Haplotype counts of at least 5 for either transmitted or nontransmitted categories are reported here; counts <5 are grouped in the category “other.”

The LD evidence in the AHR test derives from reconstruction of a single most likely ancestral haplotype with consequent estimation of (1) the proportion of chromosomes descended from this ancestral haplotype among the affected individuals (parameter a) and (2) the number of generations that have elapsed since this haplotype occurred in a common ancestor of the affected individuals (parameter g). For each region highlighted by the AHR analysis, we determined whether the model of descent from a single ancestral haplotype fits the observed distribution of haplotypes in the chromosomes from affected individuals. For 7 of the 14 regions (D1S2841, D4S395, D6S1575, D8S520, D9S257, D17S1828, and D17S788), we observed reasonable goodness of fit in the chromosomes transmitted to affected individuals (P>.10). For the regions that had poor goodness of fit, the observed LD is not fully explained by the model of a single ancestral susceptibility haplotype, and the parameter estimates may be inaccurate. The results in these regions, however, are still consistent with identical-by-descent sharing of haplotypes among the affected individuals because of a shared susceptibility gene in these regions.
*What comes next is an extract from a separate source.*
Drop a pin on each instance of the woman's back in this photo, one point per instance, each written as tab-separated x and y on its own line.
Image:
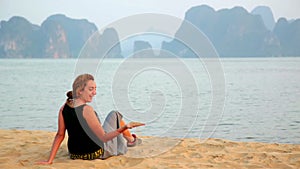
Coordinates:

We also evaluated goodness of fit of the nontransmitted chromosomes to the distribution hypothesized by AHR. This distribution is formed under the assumption that LD is present between adjacent markers (modeled as a one-step Markov process) but that linkage equilibrium is present between nonadjacent markers; this simplifying assumption may not hold for all genome regions. Of the 14 regions shown in table 2, 5 (D4S395, D8S520, D9S257, D17S1828, and D17S788) showed reasonable goodness of fit to this model (P>.10). The lack of fit for other regions is probably a result of LD between nonadjacent markers.

Discussion

The results described here demonstrate the application of genomewide LD analysis for the mapping of susceptibility loci for complex traits. We confirmed our initial hypothesis that independently identified affected individuals in a recently founded genetic isolate would share common ancestry. Genealogical information, although incomplete, illustrates that the CVCR is a young and inbred population. Indeed, such close relationship between independently ascertained probands is consistent with the absence of demonstrable population substructure in this sample and with the extensive genomewide LD observed in this population (Service et al. 2001), and it confirms that the sample is suitable for genomewide LD mapping.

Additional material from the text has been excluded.